China in Transition

Chinese Economy will Enter a Gradual Adjustment Phase in 2007

Chi Hung KWAN
Consulting Fellow, RIETI

The Chinese economy continued to boom in 2006, and economic growth for the year is projected to have reached 10.4%, marking the fourth straight year of double-digit growth. The high growth so far has been supported on the supply side by an increase in input, notably investment, and on the demand side by both investment and exports. However, amid excessive production capacity and intensifying trade frictions, the economy is poised to enter an adjustment phase.

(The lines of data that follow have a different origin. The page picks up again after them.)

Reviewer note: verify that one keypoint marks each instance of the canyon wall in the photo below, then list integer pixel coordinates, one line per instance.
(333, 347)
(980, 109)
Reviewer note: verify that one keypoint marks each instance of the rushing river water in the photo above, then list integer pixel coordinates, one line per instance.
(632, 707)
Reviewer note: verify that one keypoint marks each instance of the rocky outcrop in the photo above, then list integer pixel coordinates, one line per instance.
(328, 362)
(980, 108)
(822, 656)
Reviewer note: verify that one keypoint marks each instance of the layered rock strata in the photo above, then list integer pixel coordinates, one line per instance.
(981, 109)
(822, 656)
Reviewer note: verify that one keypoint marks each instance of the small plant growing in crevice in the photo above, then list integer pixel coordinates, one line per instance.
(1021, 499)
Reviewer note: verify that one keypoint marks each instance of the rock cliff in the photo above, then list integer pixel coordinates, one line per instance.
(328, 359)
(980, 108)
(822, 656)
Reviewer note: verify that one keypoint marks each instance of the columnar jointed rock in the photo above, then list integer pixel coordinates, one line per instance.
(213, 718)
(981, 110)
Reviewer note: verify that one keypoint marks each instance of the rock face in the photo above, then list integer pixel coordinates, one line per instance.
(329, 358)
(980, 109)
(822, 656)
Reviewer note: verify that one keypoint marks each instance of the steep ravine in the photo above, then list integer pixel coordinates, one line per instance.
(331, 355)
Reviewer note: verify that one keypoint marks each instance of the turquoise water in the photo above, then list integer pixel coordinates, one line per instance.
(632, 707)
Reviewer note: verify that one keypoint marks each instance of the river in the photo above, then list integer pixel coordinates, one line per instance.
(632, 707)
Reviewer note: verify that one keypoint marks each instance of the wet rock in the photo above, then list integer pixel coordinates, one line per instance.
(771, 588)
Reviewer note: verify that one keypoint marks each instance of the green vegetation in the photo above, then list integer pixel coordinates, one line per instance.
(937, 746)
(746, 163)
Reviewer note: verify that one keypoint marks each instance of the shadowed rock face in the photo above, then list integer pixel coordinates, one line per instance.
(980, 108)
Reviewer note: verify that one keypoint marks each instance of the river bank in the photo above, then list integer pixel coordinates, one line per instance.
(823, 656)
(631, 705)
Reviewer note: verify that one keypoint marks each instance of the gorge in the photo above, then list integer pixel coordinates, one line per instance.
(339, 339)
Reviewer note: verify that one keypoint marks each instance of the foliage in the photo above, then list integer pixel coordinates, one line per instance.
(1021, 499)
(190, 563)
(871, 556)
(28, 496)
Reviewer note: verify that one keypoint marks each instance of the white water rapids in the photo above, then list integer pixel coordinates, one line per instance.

Due to the investment boom since 2003, excess production capacity has become conspicuous in many industries, including steel. Although this does help hold down prices, for processing industries, which cannot translate the higher costs for materials such as oil into higher output prices, profits go down and companies must cut back on new investment. On the other hand, because domestic production exceeds domestic demand, the export drive launched by Chinese firms is aggravating trade frictions and placing upward pressure on the yuan through the expansion of the trade surplus.

In response to the excess production capacity, the Chinese government has implemented a series of policies to rein in new investment. First, on the monetary policy front, the benchmark lending rate was hiked twice in 2006 for a total rise of 0.54%, while the deposit reserve ratio of banks was raised three times during the year for a total 1.5 percentage point increase. In addition, the central government dispatched surveillance teams to the regions and has taken strict measures against investment projects that were not in line with industrial policy and involved illegal land transactions. Against such a backdrop, Chen Liangyu, the top official in Shanghai, was in September dismissed as secretary of the Communist Party's Shanghai Committee for his alleged involvement in misappropriating money from the city's social insurance funds, but this has also been viewed as an attempt to serve as a lesson to regional leaders who resist economic tightening policies mapped out by the central government. The effects of such policies began to appear in the latter half of 2006 through such trends as a slowdown in the number of investment projects being launched.

The Central Economic Work Conference that convened in early December agreed on an economic policy platform for 2007 that places more emphasis on improving the quality, rather than speed, of economic growth. In order to correct external-internal imbalances, on the demand side, the conference called for (1) rational restraint of investment increases and efforts to make adjustments in the investment structure (2) accelerating adjustments in the income redistribution system by focusing on private consumption, especially increasing consumption by farmers, and making efforts to raise the income levels and purchasing power of farmers and low-income urban residents (3) actively expanding imports and investment cooperation overseas (outward direct investment). On the supply side, the conference renewed its calls for the implementation of measures already included in the 11th Five-Year Plan draft, namely such steps as (1) the overall implementation of a scientific approach to development, (2) acceleration of the establishment of a harmonious society, (3) efforts to make adjustments to the country's economic structure and shift its economic growth model, (4) efforts to conserve resources and protect the environment and (5) promotion of market-opening reforms and independent innovation.

The National Congress of the Chinese Communist Party (the 17th such meeting) is to be held in the autumn of 2007 for the first time in five years. The season for personnel changes is approaching, not only for central government officials but also those at the local level. Because the economic growth rate and the amount of foreign investment in their areas of jurisdiction have traditionally served as the most important benchmarks for the promotion of senior regional officials, the years that the National Congress is convened often see an investment boom. However, this time, the standards by which personnel evaluations are made have changed from "quantity" to "quality" in line with the Central Economic Work Conference, and we can expect investment to be restrained.

On the other hand, the global economy, including that of the United States, is expected to gradually slow in 2007. When acceleration in the yuan's appreciation is also taken into account, exports, which have so far been robust, will inevitably slacken. Amid forecasts of a deceleration in investment and exports and with a surge in private consumption unlikely, growth in 2007 will probably slow to a level between 8% and 9%.